We can simply visualize the runtime:

import seaborn as sns

data = pd.DataFrame()
data['clustering'] = ['DBSCAN', 'HDBSCAN', 'Quickshift++', 'CLASSIX']
data['runtime'] = timing

plt.figure(figsize=(12,6))
sns.set(font_scale=2, style="whitegrid")
ax = sns.barplot(x="clustering", y="runtime", data=data)
plt.savefig('results/runtime.png', bbox_inches='tight')

The runtime bar plot is as below, we can see that CLASSIX achieves the fastest speed even if it runs with the whole data.

_images/runtime_kamil.png

Gaussian blobs

To provide another insight for clustering comparison with respect to runtime, we compare these algorithms by fixing optimal parameter setting on synthetic Gaussian blobs data with increasing size and dimension.
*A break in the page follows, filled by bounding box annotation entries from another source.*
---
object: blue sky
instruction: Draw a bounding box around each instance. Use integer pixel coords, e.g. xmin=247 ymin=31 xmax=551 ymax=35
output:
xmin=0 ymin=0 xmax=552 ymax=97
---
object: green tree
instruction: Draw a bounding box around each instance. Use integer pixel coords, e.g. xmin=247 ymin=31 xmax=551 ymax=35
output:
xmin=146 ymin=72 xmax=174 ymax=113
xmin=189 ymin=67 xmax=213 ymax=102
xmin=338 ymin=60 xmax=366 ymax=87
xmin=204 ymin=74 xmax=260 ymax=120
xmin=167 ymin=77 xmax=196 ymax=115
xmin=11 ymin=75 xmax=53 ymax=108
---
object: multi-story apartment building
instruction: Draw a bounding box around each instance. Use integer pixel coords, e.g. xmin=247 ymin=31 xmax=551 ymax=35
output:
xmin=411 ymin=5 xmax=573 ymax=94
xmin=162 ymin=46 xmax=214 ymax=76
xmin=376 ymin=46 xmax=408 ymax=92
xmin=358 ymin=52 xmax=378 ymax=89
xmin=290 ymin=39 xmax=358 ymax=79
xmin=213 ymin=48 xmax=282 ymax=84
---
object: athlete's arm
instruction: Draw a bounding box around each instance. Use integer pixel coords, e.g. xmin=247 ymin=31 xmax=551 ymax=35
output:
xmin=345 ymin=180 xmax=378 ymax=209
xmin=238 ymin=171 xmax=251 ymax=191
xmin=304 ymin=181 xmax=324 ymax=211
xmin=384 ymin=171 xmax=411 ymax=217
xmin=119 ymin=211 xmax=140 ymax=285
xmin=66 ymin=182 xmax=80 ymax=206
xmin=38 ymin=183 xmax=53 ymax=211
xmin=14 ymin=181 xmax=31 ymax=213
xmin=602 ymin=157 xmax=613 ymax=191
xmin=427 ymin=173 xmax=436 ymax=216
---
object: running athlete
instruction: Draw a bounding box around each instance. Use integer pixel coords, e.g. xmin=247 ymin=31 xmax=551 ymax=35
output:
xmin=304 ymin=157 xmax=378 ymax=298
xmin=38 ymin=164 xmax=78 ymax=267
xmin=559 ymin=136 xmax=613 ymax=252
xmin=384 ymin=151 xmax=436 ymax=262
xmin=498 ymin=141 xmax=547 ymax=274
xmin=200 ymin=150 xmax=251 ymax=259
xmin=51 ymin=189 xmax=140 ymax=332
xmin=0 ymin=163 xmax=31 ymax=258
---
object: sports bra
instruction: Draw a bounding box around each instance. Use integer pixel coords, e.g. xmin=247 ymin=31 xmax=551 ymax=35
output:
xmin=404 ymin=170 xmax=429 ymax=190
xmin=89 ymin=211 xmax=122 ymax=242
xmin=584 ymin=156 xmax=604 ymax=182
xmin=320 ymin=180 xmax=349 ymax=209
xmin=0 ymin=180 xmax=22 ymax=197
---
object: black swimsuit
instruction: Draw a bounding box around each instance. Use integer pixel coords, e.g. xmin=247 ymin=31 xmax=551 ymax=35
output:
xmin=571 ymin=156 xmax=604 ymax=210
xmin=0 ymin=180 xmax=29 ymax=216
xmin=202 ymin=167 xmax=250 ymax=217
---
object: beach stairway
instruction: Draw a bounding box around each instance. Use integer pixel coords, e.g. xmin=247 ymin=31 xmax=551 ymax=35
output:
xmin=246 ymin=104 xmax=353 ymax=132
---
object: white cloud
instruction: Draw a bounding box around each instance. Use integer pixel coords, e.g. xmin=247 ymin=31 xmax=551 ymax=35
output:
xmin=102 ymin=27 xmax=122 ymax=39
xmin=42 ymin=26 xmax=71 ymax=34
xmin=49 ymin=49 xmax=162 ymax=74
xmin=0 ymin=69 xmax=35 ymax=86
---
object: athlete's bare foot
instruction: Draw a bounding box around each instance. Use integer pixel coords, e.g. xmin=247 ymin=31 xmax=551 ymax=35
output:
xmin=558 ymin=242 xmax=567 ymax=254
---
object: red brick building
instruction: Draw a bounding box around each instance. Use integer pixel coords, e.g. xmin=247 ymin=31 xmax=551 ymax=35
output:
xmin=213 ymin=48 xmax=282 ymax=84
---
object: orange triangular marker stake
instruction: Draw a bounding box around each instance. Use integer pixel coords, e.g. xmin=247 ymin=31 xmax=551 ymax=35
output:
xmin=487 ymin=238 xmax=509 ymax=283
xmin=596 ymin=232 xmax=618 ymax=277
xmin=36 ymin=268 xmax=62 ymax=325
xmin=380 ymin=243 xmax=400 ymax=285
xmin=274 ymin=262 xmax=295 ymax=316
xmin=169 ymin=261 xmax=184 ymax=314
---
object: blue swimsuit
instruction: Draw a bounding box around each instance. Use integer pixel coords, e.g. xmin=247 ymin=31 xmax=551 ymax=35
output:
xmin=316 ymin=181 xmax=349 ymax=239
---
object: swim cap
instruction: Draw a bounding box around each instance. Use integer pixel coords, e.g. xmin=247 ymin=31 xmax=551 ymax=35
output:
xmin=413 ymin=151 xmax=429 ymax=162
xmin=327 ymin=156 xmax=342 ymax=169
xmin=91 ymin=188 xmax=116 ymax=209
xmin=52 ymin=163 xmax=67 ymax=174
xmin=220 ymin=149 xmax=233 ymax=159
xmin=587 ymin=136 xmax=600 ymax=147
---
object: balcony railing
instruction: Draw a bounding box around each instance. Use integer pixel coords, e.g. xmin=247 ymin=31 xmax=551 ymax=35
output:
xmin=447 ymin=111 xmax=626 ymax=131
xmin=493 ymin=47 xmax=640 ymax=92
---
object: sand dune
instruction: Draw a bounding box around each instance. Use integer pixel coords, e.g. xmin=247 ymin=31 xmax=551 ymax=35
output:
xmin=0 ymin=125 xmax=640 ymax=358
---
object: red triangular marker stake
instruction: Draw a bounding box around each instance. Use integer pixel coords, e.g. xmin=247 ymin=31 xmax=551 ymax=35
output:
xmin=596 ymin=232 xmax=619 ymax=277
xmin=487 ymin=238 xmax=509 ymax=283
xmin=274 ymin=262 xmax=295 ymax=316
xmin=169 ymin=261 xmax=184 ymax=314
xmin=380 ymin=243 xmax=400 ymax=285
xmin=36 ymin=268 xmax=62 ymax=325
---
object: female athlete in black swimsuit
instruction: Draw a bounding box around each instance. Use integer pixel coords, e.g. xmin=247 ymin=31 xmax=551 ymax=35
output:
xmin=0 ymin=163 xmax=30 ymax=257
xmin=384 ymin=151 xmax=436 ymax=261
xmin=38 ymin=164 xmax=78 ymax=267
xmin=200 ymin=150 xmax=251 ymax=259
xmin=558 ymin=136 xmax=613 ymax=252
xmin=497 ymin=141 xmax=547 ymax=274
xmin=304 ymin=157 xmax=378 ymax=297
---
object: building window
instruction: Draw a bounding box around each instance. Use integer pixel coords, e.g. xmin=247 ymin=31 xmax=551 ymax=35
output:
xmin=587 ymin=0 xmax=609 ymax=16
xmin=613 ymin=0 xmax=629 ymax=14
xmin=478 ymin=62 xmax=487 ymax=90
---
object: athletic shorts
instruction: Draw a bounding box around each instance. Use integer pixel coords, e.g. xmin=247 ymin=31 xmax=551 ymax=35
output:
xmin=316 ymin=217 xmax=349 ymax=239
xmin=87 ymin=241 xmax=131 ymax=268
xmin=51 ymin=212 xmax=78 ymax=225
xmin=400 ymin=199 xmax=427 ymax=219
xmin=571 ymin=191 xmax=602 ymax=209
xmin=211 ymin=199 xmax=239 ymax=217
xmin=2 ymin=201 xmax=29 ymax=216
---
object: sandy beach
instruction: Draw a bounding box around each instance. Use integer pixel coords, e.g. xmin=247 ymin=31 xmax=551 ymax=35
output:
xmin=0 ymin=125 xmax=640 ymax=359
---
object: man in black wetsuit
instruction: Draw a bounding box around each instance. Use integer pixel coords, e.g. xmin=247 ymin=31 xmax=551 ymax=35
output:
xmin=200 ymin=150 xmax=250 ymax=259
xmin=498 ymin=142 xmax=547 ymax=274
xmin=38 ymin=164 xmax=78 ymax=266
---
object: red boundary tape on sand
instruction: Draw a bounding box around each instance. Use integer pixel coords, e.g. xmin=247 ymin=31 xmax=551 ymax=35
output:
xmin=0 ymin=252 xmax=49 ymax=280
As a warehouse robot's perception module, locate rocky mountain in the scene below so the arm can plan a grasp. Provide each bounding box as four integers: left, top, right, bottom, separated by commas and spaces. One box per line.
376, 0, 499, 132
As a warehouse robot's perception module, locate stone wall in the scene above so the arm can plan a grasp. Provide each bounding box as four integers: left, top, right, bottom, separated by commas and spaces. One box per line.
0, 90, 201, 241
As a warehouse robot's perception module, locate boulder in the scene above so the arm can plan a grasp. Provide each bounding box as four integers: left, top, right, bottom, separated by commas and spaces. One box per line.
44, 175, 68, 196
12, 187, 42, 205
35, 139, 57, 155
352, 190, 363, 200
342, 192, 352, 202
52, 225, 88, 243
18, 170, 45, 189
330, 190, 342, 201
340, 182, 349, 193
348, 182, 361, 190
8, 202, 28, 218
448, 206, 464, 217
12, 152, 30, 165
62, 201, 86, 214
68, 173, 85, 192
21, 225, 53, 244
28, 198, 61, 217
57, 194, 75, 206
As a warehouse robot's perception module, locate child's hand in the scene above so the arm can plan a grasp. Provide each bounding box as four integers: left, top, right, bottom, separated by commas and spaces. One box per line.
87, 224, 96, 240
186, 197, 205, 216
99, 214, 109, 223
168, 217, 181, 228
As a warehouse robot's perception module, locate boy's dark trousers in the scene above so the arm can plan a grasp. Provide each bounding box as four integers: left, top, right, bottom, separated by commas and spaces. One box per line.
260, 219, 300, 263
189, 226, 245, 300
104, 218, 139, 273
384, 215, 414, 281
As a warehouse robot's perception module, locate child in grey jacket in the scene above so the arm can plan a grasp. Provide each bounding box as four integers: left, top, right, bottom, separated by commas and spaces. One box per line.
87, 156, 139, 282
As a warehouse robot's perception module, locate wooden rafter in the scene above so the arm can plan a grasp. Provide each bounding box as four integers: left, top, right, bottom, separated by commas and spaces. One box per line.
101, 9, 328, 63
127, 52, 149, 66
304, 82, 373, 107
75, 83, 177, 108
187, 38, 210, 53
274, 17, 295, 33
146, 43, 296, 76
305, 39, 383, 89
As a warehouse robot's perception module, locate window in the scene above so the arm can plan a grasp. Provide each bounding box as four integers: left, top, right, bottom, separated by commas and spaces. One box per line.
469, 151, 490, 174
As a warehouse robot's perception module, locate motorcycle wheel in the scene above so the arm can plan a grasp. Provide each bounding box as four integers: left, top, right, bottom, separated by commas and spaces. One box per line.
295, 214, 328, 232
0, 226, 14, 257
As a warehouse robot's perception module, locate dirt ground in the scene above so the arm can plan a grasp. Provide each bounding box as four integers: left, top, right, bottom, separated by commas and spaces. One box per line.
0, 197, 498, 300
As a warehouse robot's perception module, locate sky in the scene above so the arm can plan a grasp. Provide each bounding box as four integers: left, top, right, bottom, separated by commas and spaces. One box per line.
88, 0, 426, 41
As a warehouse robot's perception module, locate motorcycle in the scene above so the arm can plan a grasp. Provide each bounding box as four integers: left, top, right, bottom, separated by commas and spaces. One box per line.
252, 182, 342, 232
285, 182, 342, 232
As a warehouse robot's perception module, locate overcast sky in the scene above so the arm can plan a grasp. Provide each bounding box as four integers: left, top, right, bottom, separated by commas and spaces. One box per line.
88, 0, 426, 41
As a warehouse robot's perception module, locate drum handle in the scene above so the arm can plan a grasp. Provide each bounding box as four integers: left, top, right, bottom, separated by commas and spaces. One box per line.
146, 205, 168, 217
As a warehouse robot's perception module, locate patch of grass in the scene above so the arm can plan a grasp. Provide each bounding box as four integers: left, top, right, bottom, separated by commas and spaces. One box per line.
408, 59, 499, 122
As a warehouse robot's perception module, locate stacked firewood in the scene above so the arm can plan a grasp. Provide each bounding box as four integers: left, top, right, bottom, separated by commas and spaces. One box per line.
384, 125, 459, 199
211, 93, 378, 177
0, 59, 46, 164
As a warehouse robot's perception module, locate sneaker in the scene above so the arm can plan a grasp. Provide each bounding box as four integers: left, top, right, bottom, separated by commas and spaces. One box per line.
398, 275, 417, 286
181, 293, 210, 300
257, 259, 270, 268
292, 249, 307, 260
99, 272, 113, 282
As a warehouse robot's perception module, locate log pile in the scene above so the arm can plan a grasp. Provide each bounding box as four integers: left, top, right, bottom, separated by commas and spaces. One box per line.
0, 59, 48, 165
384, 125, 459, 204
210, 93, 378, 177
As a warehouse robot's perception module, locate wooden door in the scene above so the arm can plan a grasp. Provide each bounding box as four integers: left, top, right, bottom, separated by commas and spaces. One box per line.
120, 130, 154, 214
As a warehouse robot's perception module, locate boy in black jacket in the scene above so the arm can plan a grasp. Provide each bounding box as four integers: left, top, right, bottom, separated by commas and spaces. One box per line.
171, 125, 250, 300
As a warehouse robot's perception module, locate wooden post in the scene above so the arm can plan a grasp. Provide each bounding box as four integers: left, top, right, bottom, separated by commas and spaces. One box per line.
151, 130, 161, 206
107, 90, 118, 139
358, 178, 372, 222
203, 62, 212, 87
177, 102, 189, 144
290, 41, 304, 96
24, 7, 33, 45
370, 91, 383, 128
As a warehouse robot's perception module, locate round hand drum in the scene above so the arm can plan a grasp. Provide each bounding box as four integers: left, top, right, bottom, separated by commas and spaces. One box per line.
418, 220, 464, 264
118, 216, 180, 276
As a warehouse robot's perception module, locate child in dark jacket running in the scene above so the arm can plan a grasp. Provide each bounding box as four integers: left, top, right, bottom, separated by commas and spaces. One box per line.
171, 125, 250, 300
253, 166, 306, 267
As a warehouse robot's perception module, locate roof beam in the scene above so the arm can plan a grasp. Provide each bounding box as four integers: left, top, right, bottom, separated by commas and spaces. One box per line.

So as to obtain a fair comparison of their runtime, we hope the clustering accuracy for all algorithms remains the same as much as possible as the data change. On the other hand, this experiment manifests the sensitivity of parameter settings to environmental settings. This Gaussian blobs test can be referred to in CLASSIX’s paper. The test is referenced from https://hdbscan.readthedocs.io/en/latest/performance_and_scalability.html.

_images/performance.png

As we see from the figure, CLASSIX compares favorably against other algorithms while achieving the fastest speed and stable runtime among them.